To explain the evolutionary forces that shape this ancient (older than Human-Denisovan divergence) and very common allele (>50% frequency in most populations), we consider three scenarios. First, it is plausible that the LCE3BC deletion evolved under neutrality (eg, [30]). Indeed, in a recent study, we provided evidence that a neighboring gene, FLG, harbors neutrally evolving common loss-of-function variants [31]. In this scenario, we would expect the haplotype block carrying the deletion variant to show no significant deviation in tests of neutrality, when compared to neutral regions of the genome. Second, we considered positive selection, which would increase the frequency of this variant in human populations. Such cases were reported for other loss of function variants [32]. In this scenario, we expect increased population divergence (F ST ) [33] and deviation from expected homozygosity (delta integrated homozygosity score (iHH)) [34], but reduced nucleotide diversity (π). Third, we considered balancing selection, where we expect high π and a deviation from the expected frequency site spectrum (eg, positive values of Tajima’s D).
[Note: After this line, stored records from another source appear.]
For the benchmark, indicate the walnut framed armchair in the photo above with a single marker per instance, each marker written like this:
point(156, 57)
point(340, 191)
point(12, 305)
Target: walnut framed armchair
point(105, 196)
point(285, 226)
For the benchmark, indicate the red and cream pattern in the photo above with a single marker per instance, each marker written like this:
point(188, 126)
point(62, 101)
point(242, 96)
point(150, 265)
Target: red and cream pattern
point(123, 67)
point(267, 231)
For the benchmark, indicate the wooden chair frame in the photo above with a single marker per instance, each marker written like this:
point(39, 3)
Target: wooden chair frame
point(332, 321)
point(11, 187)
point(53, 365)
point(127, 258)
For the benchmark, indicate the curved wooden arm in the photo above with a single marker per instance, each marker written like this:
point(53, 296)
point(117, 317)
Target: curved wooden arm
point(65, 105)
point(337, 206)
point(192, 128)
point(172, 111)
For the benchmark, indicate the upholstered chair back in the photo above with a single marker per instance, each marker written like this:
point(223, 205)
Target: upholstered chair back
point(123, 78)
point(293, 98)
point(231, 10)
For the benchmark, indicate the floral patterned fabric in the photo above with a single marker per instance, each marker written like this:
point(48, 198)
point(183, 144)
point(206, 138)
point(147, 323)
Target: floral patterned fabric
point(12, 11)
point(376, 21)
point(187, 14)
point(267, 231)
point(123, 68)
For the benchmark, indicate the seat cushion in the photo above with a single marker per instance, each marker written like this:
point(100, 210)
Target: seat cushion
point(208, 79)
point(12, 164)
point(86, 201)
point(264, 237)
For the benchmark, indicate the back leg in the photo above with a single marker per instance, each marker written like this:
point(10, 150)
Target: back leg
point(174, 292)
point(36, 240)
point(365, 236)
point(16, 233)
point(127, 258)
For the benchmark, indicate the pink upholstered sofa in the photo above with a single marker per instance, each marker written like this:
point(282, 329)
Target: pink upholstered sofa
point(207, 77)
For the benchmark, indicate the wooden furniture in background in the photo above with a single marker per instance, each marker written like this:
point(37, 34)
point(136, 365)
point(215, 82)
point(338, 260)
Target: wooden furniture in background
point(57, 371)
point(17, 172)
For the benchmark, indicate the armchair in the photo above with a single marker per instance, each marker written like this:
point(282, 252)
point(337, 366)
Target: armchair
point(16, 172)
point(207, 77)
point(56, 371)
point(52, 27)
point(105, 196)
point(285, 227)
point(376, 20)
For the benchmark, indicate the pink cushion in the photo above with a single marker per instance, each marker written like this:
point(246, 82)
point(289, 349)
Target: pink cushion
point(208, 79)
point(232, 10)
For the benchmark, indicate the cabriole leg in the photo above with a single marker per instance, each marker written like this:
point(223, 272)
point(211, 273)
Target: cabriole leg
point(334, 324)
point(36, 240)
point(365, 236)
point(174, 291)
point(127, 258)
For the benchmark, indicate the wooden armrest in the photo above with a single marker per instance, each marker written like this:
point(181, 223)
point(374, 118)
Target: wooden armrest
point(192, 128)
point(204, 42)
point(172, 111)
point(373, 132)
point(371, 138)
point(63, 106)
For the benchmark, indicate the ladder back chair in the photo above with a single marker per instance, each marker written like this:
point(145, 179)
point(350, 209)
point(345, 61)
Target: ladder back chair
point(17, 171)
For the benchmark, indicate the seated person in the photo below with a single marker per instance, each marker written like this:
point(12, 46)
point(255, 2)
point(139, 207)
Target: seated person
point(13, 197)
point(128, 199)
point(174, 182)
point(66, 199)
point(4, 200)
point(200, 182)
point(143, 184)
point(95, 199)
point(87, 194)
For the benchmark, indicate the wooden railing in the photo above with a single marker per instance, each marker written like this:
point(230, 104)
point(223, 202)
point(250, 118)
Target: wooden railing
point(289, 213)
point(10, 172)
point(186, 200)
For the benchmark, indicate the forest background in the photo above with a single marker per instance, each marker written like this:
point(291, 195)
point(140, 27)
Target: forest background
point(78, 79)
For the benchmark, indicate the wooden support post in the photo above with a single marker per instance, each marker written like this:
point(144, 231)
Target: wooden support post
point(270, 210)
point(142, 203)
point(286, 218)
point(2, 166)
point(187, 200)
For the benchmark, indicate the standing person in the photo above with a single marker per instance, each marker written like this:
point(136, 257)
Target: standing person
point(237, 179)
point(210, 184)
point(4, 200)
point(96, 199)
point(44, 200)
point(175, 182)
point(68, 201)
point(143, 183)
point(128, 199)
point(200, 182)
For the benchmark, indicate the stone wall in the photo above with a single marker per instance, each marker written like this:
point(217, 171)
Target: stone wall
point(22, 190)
To test the above hypotheses, we compared different population genetics statistics for the LCE3BC haplotype block to those calculated for neutrally evolving regions as defined by Arbiza et al. [35] (Additional file 4: Table S3). We found no significant increase of iHH or FST in the LCE3BC haplotype block as compared to neutral regions (Additional file 1: Figure S4). In contrast, we observed that nucleotide diversity (π) in the LCE3BC haplotype block is at least 2 fold higher than neutral regions (Wilcoxon Test, CEU - P < 4.1 × 10−3; CHB - P < 7.7 × 10−4; YRI - P < 2.2 × 10−3) (Table 1, Fig. 3a) Similarly, Tajima’s D statistics in the LCE3BC haplotype block was significantly higher than neutral regions in all populations tested (Wilcoxon Test, CEU - P < 1.5 × 10−3; CHB - P < 1.5 × 10−3; YRI - P < 3.9 × 10−3) (Table 1, Fig. 3b). Tajima’s D compares the pairwise differences between haplotypes and the number of segregating sites [36]. In practice, positive values of Tajima’s D indicate an excess of intermediate frequency variants, which is a hallmark of balancing selection. Last but not least, we found that the region 10kb downstream of the LCE3BC deletion is within the 10th percentile of genome-wide distribution of pairwise time to most recent common ancestor as measured by Tsel method [37].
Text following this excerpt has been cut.